Bütün Varlıklar Mutlu Olsun

Metta (sevgi dolu şefkat) kendimizi dünyadaki herkesle ve her şeyle bağlantı halinde hissettiğimizde gelen açıklık hissidir. Bazı açılardan, mindfulness çalışmasının ve hayatımızdaki mutluluğun doğal bir sonucudur. Buda sevgi dolu şefkatten bahsettiğinde, kuşkusuz genel “sevgi” tabirimizden farklı bir şeye işaret eder. Aslında, onun öğretileri sevgide seçiciliğin doğurduğu sorunlara, bunun nasıl bağlılık yarattığına ve işler değiştiğinde sonuçta nasıl acı çekmemize yol açtığına dikkat çeker.
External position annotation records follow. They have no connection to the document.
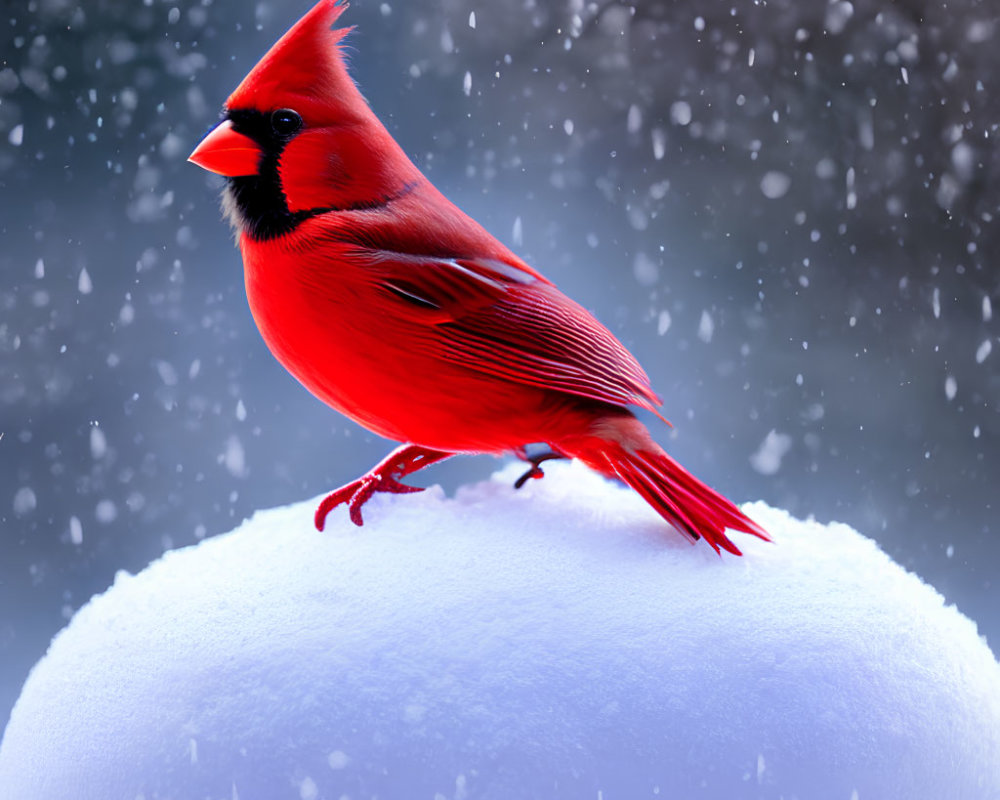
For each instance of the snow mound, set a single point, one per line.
(557, 642)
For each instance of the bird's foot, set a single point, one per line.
(384, 477)
(536, 471)
(357, 493)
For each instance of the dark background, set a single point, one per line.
(787, 210)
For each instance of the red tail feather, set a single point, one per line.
(626, 451)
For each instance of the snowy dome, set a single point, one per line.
(557, 642)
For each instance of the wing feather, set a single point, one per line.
(506, 320)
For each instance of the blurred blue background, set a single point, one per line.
(785, 210)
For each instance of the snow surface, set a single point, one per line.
(557, 642)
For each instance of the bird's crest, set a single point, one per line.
(304, 70)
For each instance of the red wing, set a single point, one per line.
(503, 320)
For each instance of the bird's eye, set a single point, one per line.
(285, 122)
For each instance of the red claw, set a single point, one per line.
(384, 477)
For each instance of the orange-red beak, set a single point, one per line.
(226, 152)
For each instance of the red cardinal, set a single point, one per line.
(394, 307)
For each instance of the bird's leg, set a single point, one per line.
(383, 477)
(535, 471)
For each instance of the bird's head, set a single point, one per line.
(297, 139)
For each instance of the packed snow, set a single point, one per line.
(554, 642)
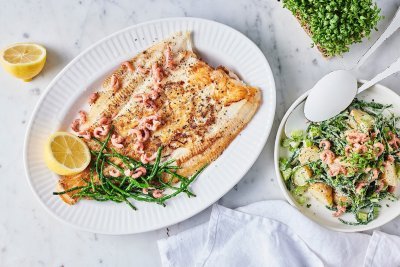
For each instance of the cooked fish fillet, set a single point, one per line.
(201, 109)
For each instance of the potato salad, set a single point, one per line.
(348, 163)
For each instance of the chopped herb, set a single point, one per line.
(334, 25)
(359, 181)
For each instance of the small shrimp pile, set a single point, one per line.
(147, 125)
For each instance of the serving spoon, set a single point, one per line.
(335, 91)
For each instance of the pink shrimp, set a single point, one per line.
(138, 147)
(141, 97)
(127, 172)
(356, 137)
(340, 211)
(150, 104)
(325, 144)
(379, 148)
(157, 87)
(117, 141)
(327, 156)
(82, 117)
(374, 134)
(141, 135)
(157, 73)
(152, 122)
(104, 121)
(394, 141)
(380, 185)
(347, 150)
(145, 159)
(141, 69)
(360, 186)
(158, 193)
(115, 83)
(114, 115)
(85, 134)
(360, 148)
(169, 59)
(93, 97)
(114, 172)
(375, 173)
(153, 94)
(139, 172)
(336, 169)
(100, 131)
(128, 65)
(75, 125)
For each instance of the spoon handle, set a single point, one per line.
(395, 67)
(393, 26)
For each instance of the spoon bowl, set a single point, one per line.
(330, 96)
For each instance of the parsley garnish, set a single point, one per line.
(335, 24)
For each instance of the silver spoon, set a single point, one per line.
(335, 92)
(297, 121)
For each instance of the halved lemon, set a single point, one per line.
(66, 154)
(23, 60)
Metta Sutta, onlar hakkında ne düşünürsek düşünelim, ne hissedersek hissedelim sevgimizi dünyadaki herkese yaymamızı söyler bize. Koşulsuz sevgidir bu, beklenti taşımayan ya da karşılık beklemeyen sevgi. Sevgi dolu şefkat üzerine çalışırken, bağlılıklarımızla, yargılarımızla ve sevgimizdeki seçicilikle yüzleşiriz. Sevmekten bahsettiğimizde bunu pek çok şarta bağladığımızı fark ederiz: “Beni sevdiğin sürece” ya da “istediğimi bana verdiğin sürece seni seveceğim”. Dahası, en yakınlarımıza duyduğumuz sevginin bizi derin üzüntülere ve kayıplara karşı savunmasız bıraktığını anlarız.